Present civilization has not been amenable to creating an environment that is conducive to the development of true aesthetic and spiritual practices. Religions condemn exploration outside of their doctrines, and some fundamentalist religions even forbid internal contemplation. The raw materialism of civilization and the concrete/rational thinking not only oppose the soaring of spiritual creativity, but minimize, and render insignificant the affective, the gentle, the solitary, those who love beauty, and those who pursue aspirations in life other than money. The external world rather encourages the individual to chase the materialistic illusions of modern life.
However, those who give priority to contemplating the truth and beauty of the unseen over gratification from the mundane will develop inner sensibilities which bring peace, happiness, grace, and insight. When consciousness ascends the highest summits and is illuminated by intuition and creative imagination, it provides impetus for enthusiasm and inspiration toward the supreme goal. The struggle to rise above suffering, to suppress the ego, and to awaken the moral ideals, spiritual sensibilities, and the appreciation of beauty leads one to the path of the spirit.

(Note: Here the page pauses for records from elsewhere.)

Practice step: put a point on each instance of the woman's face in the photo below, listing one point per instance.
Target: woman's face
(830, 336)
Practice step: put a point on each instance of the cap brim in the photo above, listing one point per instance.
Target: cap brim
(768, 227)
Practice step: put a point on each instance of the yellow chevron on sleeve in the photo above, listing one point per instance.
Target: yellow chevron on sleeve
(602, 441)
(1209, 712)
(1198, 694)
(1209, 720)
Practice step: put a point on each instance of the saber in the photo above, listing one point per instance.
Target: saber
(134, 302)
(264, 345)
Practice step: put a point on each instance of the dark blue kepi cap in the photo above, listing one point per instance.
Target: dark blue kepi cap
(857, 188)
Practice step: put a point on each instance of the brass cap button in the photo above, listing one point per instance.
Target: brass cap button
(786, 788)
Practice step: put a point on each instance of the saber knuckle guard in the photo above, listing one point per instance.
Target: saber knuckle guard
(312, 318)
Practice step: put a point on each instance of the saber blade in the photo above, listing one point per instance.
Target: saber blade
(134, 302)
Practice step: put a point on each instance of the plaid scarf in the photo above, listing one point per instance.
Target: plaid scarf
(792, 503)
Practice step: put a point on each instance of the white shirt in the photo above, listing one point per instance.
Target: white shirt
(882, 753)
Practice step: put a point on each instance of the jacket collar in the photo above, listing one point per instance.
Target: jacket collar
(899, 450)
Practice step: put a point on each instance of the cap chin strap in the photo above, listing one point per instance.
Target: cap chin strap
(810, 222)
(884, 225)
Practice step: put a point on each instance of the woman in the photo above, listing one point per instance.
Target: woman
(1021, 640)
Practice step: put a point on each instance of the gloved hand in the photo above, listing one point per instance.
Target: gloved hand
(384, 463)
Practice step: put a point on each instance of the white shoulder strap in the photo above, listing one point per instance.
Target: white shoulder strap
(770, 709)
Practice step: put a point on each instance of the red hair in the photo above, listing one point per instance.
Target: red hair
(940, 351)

The spiritual aspirant follows an internal discipline or spiritual struggle aimed at communion with God or ultimate reality through contemplation and meditation. This requires an elevation of the mind toward a being that is the source of all things, toward the power and center of forces, which the seeker calls God. The seeker sees beauty hidden in the visible things of the world. For this inspired individual, the appreciation of beauty, inner harmony, and communion with life becomes the stepping stone to the higher knowledge of Self-realization, enlightenment, and oneness with Christ.
“The suffering of the saints lies in the struggle between malice and virtue,
the former fighting to win control, the latter enduring all things to avoid
defeat. The first struggles to nurture sin by chastising the righteous;
the second to hold good men firm although they
experience more than their share of misfortunes.”
To a Strange Little Moth Sleeping
The butterfly writes across the sky; the poet writes of the butterfly.
The sun shines, rain falls from above, but only a rainbow expresses God’s love.
Soooo, buzzing bees tickling the ears, hint of sweetness from dusty tears.
The heart has pages meant for turning, from cold despair to fiercest burning.
One sun circles withdrawing its light, to allow the stars to prick the night.
Awaken the muse; dance round the flame, embracing blessing, honoring pain!